Starting with Milo’s 2011 and 2012 posts, our attention to the wide-ranging topics related to fungi have been in the spirit of public service announcement. Scientific sometimes overlaps with culinary interest, and that intersection has motivated more than one post. Today, having noticed that this coffee-brewer on my desk looks inspired by the Pleurotus that just appeared on my screen, the motivation is aesthetic. Thanks to Helen Rosner, whose sense of wonder has pointed me to a publication that is likely already known by our fungi-focused friends, and well suited to broaden the appeal:
The Mushroom as Muse
A zine by the photographer Phyllis Ma presents fungi in all their alien glory.
John Cage, the avant-garde composer, was also a passionate mushroom forager. In his 1954 essay “Music Lovers’ Field Companion,” he wrote about his habit of going into the woods and “conducting performances of my silent piece”—his most famous work, “4’33”,” in which ambient sounds are the only music—while attempting to identify nearby fungi. “The more you know them, the less sure you feel about identifying them,” Cage said, almost three decades later, in a conversation with the French musician Daniel Charles.

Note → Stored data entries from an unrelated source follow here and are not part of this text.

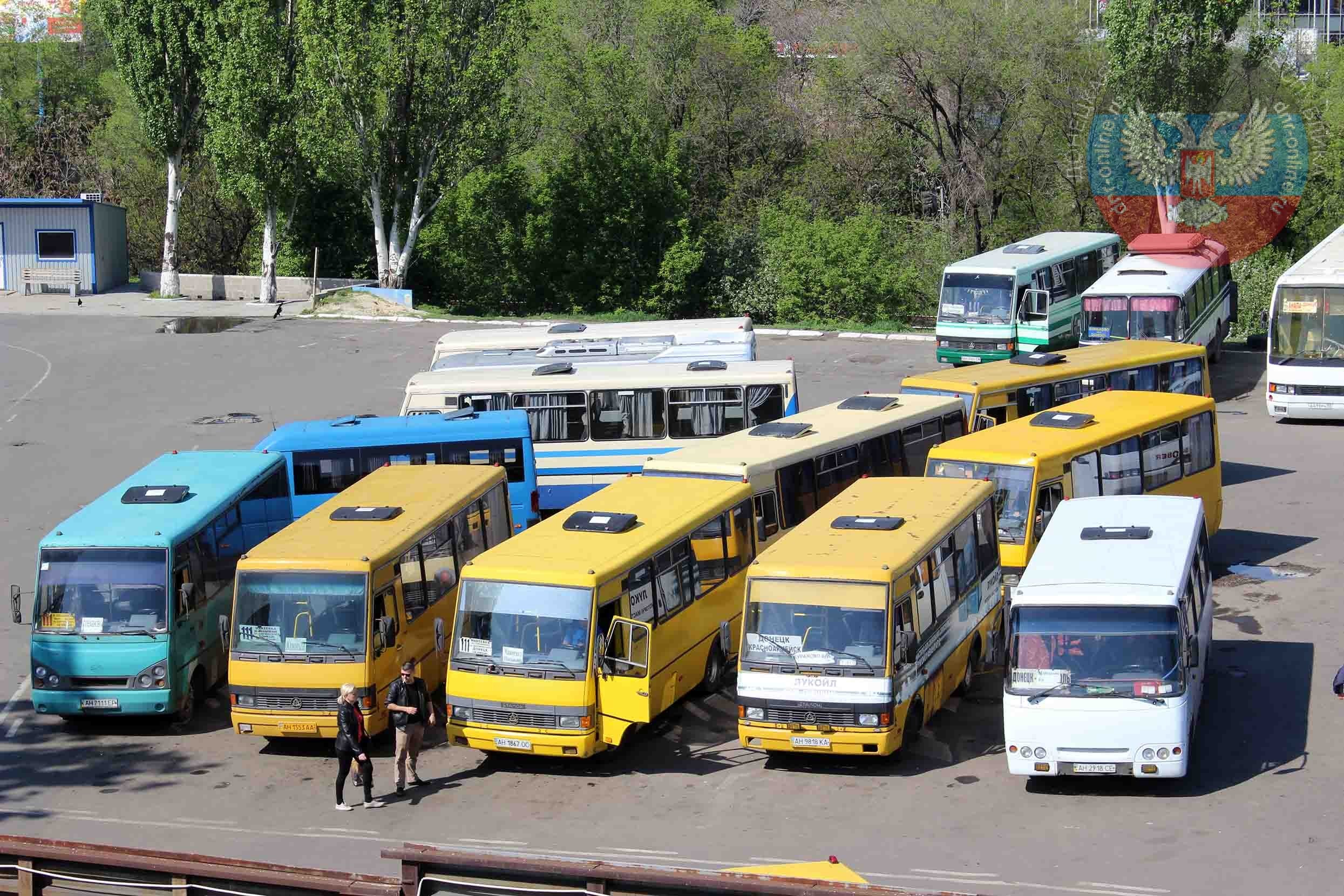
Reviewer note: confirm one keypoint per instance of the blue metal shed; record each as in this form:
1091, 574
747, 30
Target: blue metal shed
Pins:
64, 233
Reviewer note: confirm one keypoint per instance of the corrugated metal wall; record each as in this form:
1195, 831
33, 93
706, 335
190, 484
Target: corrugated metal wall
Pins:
21, 241
109, 223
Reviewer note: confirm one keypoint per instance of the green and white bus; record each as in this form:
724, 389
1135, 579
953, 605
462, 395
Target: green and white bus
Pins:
1023, 297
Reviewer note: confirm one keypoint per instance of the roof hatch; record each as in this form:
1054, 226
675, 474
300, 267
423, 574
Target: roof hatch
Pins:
1062, 419
780, 430
154, 495
1117, 534
366, 513
1037, 359
868, 403
873, 523
597, 521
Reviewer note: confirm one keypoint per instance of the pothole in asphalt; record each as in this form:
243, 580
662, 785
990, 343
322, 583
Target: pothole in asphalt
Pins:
233, 417
195, 325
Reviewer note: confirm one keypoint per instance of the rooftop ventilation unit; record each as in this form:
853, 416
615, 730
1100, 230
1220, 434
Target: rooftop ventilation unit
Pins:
594, 521
871, 523
1117, 534
780, 430
1062, 419
366, 513
868, 403
154, 495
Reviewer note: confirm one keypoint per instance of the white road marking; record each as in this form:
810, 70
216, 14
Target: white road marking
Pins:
18, 695
34, 388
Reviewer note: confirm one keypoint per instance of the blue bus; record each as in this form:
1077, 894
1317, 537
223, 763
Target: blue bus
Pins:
327, 457
135, 589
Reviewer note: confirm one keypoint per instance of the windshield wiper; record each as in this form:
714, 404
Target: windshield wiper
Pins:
783, 649
1044, 694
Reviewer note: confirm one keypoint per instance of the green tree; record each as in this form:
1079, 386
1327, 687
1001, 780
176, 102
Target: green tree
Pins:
413, 96
1176, 56
256, 112
158, 46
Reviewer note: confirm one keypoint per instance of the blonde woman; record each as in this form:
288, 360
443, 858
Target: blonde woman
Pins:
352, 746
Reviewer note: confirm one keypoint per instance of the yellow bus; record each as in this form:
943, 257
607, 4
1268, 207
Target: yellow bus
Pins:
1108, 444
1002, 391
354, 589
799, 463
866, 619
590, 624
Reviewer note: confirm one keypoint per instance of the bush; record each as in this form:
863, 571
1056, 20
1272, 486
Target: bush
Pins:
1255, 276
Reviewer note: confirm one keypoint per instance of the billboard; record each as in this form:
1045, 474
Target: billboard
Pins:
28, 21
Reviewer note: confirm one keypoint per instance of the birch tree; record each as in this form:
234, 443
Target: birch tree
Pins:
256, 111
416, 94
158, 49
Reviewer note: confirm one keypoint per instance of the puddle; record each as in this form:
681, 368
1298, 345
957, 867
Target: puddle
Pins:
196, 325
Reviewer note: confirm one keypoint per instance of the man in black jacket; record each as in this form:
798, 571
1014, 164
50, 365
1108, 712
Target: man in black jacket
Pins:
409, 703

“Each one is itself. Each mushroom is what it is—its own center. It’s useless to pretend to know mushrooms. They escape your erudition.” I thought of Cage’s comments while paging through the third and most recent volume of “Mushrooms & Friends,” a photography zine by the artist Phyllis Ma. It is a mostly wordless publication, filled with Ma’s saturated, otherworldly images of mushrooms, many of which she gathers on foraging expeditions through the same upstate New York woods that enraptured Cage more than a half century ago.